Budget cuts, enrollment growth among topics tackled at WCU Opening Assembly

Chancellor David O. Belcher. Photo taken by Jarrett Frazier

Chancellor David O. Belcher. Photo taken by Jarrett Frazier

The story is from the Office of Public Relations

The collective efforts of faculty and staff to attract and retain larger numbers of students at Western Carolina University are helping the institution weather lingering budget constraints that otherwise would hamstring efforts to improve academic quality and enhance the student experience.

That was among the messages delivered Wednesday, Aug. 13, by WCU Chancellor David O. Belcher in his annual Opening Assembly address to kick off the fall semester.

“Let me say now – thank you for your individual and collective contributions to recruiting and retaining students,” he told faculty and staff in attendance at the John W. Bardo Fine and Performing Arts Center. “The budget picture is daunting – there’s no question about it. But WCU continues year by year to strengthen its financial position because of enrollment growth, and again, I thank you for what you are doing to put us in a position envied by many other institutions in our state.”

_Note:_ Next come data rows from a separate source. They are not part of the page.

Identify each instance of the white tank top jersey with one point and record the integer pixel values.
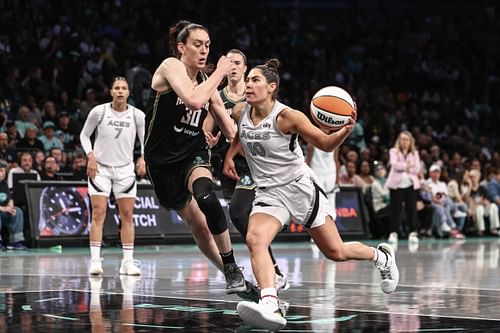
(115, 134)
(323, 163)
(274, 158)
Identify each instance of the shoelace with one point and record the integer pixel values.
(386, 273)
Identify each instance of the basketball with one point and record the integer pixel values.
(331, 107)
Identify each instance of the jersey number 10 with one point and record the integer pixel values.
(256, 148)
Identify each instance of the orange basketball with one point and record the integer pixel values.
(331, 107)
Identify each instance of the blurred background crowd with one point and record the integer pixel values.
(428, 68)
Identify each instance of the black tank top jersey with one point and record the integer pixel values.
(173, 132)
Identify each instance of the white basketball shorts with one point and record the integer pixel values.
(119, 179)
(301, 200)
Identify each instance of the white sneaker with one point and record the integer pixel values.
(393, 237)
(128, 267)
(281, 282)
(95, 267)
(129, 282)
(95, 283)
(261, 316)
(389, 271)
(445, 228)
(413, 238)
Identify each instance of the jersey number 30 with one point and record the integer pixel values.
(191, 117)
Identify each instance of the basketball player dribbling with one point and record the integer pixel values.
(242, 192)
(111, 168)
(267, 134)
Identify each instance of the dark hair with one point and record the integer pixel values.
(271, 73)
(118, 78)
(236, 51)
(180, 32)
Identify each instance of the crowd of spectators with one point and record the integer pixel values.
(433, 73)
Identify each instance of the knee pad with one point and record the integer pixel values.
(203, 191)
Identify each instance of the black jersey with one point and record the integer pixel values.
(173, 131)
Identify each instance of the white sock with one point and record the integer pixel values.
(95, 251)
(269, 297)
(128, 251)
(95, 301)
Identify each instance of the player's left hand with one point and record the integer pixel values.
(211, 139)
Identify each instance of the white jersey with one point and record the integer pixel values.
(274, 158)
(115, 134)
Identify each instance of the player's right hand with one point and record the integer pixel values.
(224, 65)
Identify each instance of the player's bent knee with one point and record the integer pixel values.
(209, 204)
(335, 254)
(255, 243)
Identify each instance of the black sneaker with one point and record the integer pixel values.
(235, 281)
(252, 294)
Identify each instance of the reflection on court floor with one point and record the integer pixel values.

Belcher began his remarks with an overview of the university’s budget situation, a scenario that includes both good news and what he termed “other news.”

The good budgetary news, he said, includes the fact that WCU should receive $3.2 million in enrollment growth funding for achieving its enrollment targets last year and an expected additional $1.6 million in tuition revenue associated with the increase in student numbers anticipated this fall.

In the category of “other news,” WCU’s state appropriations will be reduced again for the current fiscal year, with the anticipated cut perhaps as high as $2.1 million. Although the budget reduction should be offset by enrollment growth funding and additional tuition revenue, that means the university will not have those dollars to spend on other institutional priorities, Belcher said.

The issue of salary increases for university employees also wound up a mixed bag, he said. Employees who are classified as Subject to the Personnel Act, or SPA, will receive a state-legislated salary increase of $1,000 plus benefits, while the state budget does not include a designated legislative salary increase for faculty members and employees who are classified as Exempt from the Personnel Act, or EPA.

The General Assembly did provide the University of North Carolina system with $5 million in funding for EPA salaries, but if those dollars were allocated proportionally to each campus in the system, WCU would receive about $150,000, Belcher said. Western Carolina has approximately 600 EPA faculty and staff, and that $150,000 would not be sufficient to provide a meaningful increase equivalent to that provided to SPA employees, he said.

In addition, the university is expected to receive only about $150,000 in repair and renovation funding at a time when WCU has identified $40 million in critical repair and renovation needs, with a total repair and renovation price tag for critical and not-yet-critical needs closer to $200 million.

“The bottom line is this: Despite the fact that this budget scenario does not feel very good, our fiscal position continues to strengthen,” Belcher said. “And, because we will receive more money than we will be cut, we will be in a position to allocate funding to a small number of priorities.”

Belcher also shared with the crowd several budget imperatives facing the university this academic year, including covering the amount of the reduction in state appropriations and meeting mandatory and inflationary increases.